Tout en transportant le fauteuil de Susannah entre les aulnes entremêlés, maudissant les branches qui lui fouettaient les joues et menaçaient de lui crever les yeux, Eddie parvint à accepter certains de ses sentiments, et cette acceptation lui refroidit quelque peu les sangs. Je veux voir si la Tour ressemble à celle que j’ai vue dans mon rêve, se dit-il. Voir quelque chose comme ça… ce serait vraiment fantastique.
Et une autre voix se fit entendre dans son esprit. Je parie que ses autres copains — ceux qui semblaient tout droit sortis des rangs des chevaliers de la Table ronde — avaient la même envie, Eddie. Et ils sont tous morts. Tous, jusqu’au dernier.
Il reconnaissait cette voix, que ça lui plaise ou non. C’était la voix d’Henry, et il avait du mal à ne pas l’entendre.
Roland, tenant Susannah en équilibre sur sa hanche droite, était planté devant la boîte de métal qui ressemblait à une bouche de métro fermée pour la nuit.

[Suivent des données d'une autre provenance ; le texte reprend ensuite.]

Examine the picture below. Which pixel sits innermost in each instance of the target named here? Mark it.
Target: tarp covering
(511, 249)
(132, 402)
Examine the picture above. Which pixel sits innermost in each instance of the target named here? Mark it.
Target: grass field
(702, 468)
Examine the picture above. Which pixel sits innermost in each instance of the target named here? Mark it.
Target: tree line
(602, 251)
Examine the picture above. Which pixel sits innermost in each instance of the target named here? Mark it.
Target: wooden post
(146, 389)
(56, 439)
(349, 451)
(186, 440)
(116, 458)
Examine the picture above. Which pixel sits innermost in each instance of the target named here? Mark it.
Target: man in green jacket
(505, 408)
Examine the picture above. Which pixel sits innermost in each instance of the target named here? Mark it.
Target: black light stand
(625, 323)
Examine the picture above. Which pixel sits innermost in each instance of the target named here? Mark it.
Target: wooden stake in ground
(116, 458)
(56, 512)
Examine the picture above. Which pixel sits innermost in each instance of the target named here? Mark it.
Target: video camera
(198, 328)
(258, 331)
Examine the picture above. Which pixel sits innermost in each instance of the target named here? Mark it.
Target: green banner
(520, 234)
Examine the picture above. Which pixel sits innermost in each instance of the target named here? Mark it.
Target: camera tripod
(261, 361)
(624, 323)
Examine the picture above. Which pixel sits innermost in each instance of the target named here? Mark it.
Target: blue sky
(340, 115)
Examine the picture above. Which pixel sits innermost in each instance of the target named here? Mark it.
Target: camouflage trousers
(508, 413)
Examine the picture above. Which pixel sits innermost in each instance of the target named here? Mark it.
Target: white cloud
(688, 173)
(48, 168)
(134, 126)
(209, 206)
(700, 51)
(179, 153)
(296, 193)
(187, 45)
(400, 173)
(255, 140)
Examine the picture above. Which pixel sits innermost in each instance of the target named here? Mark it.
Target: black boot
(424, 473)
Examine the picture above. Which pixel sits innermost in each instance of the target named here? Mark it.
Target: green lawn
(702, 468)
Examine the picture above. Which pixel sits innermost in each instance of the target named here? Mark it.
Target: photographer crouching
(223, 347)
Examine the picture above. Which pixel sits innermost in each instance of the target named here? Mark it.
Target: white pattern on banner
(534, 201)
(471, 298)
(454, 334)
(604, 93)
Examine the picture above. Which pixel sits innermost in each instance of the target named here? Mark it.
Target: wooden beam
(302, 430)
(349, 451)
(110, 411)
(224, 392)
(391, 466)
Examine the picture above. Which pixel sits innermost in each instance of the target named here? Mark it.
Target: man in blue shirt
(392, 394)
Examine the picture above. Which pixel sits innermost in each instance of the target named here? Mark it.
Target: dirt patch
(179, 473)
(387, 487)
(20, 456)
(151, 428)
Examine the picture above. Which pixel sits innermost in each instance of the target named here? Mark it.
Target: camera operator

Eddie posa le fauteuil à la lisière de la clairière et les rejoignit. En chemin, il sentit la vibration régulière du sol s’accentuer sous ses pieds. La machine qui la produisait se trouvait dans la boîte ou sous la boîte, comprit-il. Il avait l’impression de la percevoir au fond de son crâne et de ses tripes plutôt qu’avec ses oreilles.
— Voici donc un des célèbres douze portails. Où est-ce qu’il conduit, Roland ? À Disneyworld ?
Roland secoua la tête.
— Je n’en sais rien. Peut-être nulle part… ou partout. J’ignore beaucoup de choses sur mon propre monde — vous vous en êtes sûrement déjà rendu compte. Et certaines des choses que je connaissais ont changé.
— Parce que le monde a changé ?
— Oui, dit Roland en se tournant vers lui. Ici, ce n’est pas seulement une expression toute faite. Le monde change, et il change de plus en plus vite. Et en même temps, les choses se détériorent… tombent en morceaux…
Il donna un coup de pied dans le cadavre mécanique de la boîte ambulante pour illustrer son propos.
Eddie revit en esprit le diagramme des portails que Roland avait tracé sur le sol.
— Est-ce qu’on est vraiment au bout du monde ? demanda-t-il presque timidement. Je veux dire, cet endroit ne semble guère différent d’un autre. (Il eut un petit rire.) S’il y a une falaise donnant sur le vide, je ne la vois nulle part.
Roland secoua la tête.
— Il ne s’agit pas d’un endroit de ce genre. C’est ici que l’un des Rayons prend naissance. Du moins me l’a-t-on enseigné.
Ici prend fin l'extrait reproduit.